P. GIANFRANCO VIANELLO, "PIME"
("Missionarie dell’Immacolata", Marzo 2011)

"Per ogni cosa c’è il suo momento, il suo tempo per ogni faccenda sotto il cielo!". Così inizia il "Capitolo Terzo" del "Libro del Qoelet". Tutta la nostra vita è un succedersi di momenti. Il tempo è il luogo in cui siamo immersi, ne sentiamo il fascino o il fastidio, ne leggiamo o cancelliamo le trame di fatti e di eventi. Il tempo che ci sta alle spalle, quello che è passato e ha impresso in noi un’infinità di sensazioni, volti, gioie e rimpianti, ritorna al presente come un "ricordo".
Ecco la parola "ricordare" quale realtà interiore che coinvolge la testa e il cuore, che porta a galla situazioni vissute che ci hanno insegnato qualche cosa, che ci hanno illuminato qualche spazio, aperto qualche interrogativo, obbligato a qualche ripensamento.
Ricordo un incontro particolarmente semplice, vissuto nella foresta del
"Sud Camerun", mentre tornavo da Ma’an, un Villaggio allora legato alla Missione di Ambam, dove ero stato per un incontro di giovani. Di ritorno con alcuni animatori che con me erano partiti da Ambam, vicino ad un grumo di case, seminate lungo la strada bianca strappata alla violenza delle radici di alberi secolari che non intendevano abbandonare il loro spazio di crescita, sono stato fermato da un anziano con un bimbo in braccio. Con un sorriso tagliuzzato da un’evidente mancanza di denti, mi ha chiesto quando poteva Battezzare il bambino. Gli chiesi di quale Villaggio fosse. Mi disse il nome, che subito mi richiamò la realtà di un gruppetto di casette radunate attorno ad una Cappellina Protestante. Dissi a quell'anziano che il Battesimo inserisce anche in una Comunità, vive della Liturgia, della Preghiera e che per questo Battezzare un bambino nella Comunità Cattolica, la cui Cappella era molto lontana dal suo Villaggio, avrebbe costituito poi un problema per il bambino che avrebbe dovuto frequentarla. Gli dissi anche che il Battesimo era riconosciuto da tutte le Chiese Cristiane.

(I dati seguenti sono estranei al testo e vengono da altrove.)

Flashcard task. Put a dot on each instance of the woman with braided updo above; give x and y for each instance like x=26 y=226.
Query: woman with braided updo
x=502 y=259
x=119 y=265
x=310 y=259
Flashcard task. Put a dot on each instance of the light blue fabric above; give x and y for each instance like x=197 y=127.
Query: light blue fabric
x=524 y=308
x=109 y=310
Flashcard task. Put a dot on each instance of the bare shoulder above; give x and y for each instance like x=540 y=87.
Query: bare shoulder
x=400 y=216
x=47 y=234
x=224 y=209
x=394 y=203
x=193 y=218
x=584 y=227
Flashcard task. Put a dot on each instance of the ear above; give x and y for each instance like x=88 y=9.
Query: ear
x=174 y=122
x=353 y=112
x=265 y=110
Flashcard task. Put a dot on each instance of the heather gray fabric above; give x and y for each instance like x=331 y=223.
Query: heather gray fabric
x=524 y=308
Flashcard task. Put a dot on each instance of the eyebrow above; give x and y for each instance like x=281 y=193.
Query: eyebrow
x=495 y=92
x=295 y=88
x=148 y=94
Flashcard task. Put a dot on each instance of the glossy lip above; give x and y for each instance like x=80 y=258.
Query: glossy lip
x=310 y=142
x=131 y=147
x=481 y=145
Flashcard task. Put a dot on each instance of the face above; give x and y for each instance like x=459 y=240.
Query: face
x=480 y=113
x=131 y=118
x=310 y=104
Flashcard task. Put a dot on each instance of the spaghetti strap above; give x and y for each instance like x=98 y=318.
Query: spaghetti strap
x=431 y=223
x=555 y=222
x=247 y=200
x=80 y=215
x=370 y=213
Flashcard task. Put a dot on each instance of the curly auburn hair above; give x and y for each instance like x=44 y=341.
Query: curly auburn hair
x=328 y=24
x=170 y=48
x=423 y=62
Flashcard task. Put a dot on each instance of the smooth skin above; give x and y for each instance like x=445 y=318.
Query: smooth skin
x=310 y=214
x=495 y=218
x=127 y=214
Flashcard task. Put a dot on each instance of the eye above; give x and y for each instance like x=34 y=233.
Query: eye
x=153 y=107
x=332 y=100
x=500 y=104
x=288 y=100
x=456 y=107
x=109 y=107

La risposta che ricevetti fu serena e disarmante: "Padre, nella mia famiglia (parecchio numerosa!) mi manca solo il Battesimo Cattolico... Tutti gli altri sono stati Battezzati nelle varie Denominazioni Cristiane che ho intorno!". Come a dire: "Distribuendo i miei figli nelle varie Comunità Ecclesiali Cristiane di questa zona, vorrei essere a posto col Buon Dio!".
Forse era, chiamiamolo così, un "Ecumenismo embrionale-famigliare", una pacificazione Religiosa con i Padri e i Pastori delle varie Denominazioni Cristiane? Un "parafulmine" Religioso per non irritare il Buon Dio, non sapendo bene quale fosse la "vera" Chiesa fondata da Gesù?
Ma forse possiamo trovare qualche cosa di più!
Rimane che il Battesimo e la "Bibbia" erano costitutivi per quella
famiglia "Camerunense", e che le differenze Ecclesiali, ed il significato di appartenere ad una piuttosto che ad un’altra Comunità Cristiana, non inquietavano la semplice Fede di quest’uomo, che voleva porre nelle mani di Gesù tutti i suoi figli!
Mi è rimasto impresso quest’incontro che, a fior di pelle, fa sorridere, ma fa anche ricadere nell’oggi, se si vuole, l’interrogativo del come venga considerato il Battesimo dei bambini, se sia davvero desiderato dai genitori e la ragione per cui lo desiderano...
Suscita la domanda sul perché tanti genitori non lo richiedano più per i propri figli, perché la Parola di Dio non sia punto di riferimento per le famiglie, per la loro crescita nella Fede. Ancora, ci fa domandare se Dio rimane Colui su cui fissare lo sguardo per incontrare pace nelle nostre relazioni, tra le differenti Fedi e Culture in cui siamo immersi...
Rimane dunque aperta una "provocazione": "Qual è la misura del desiderio di Dio, presente nella nostra vita?".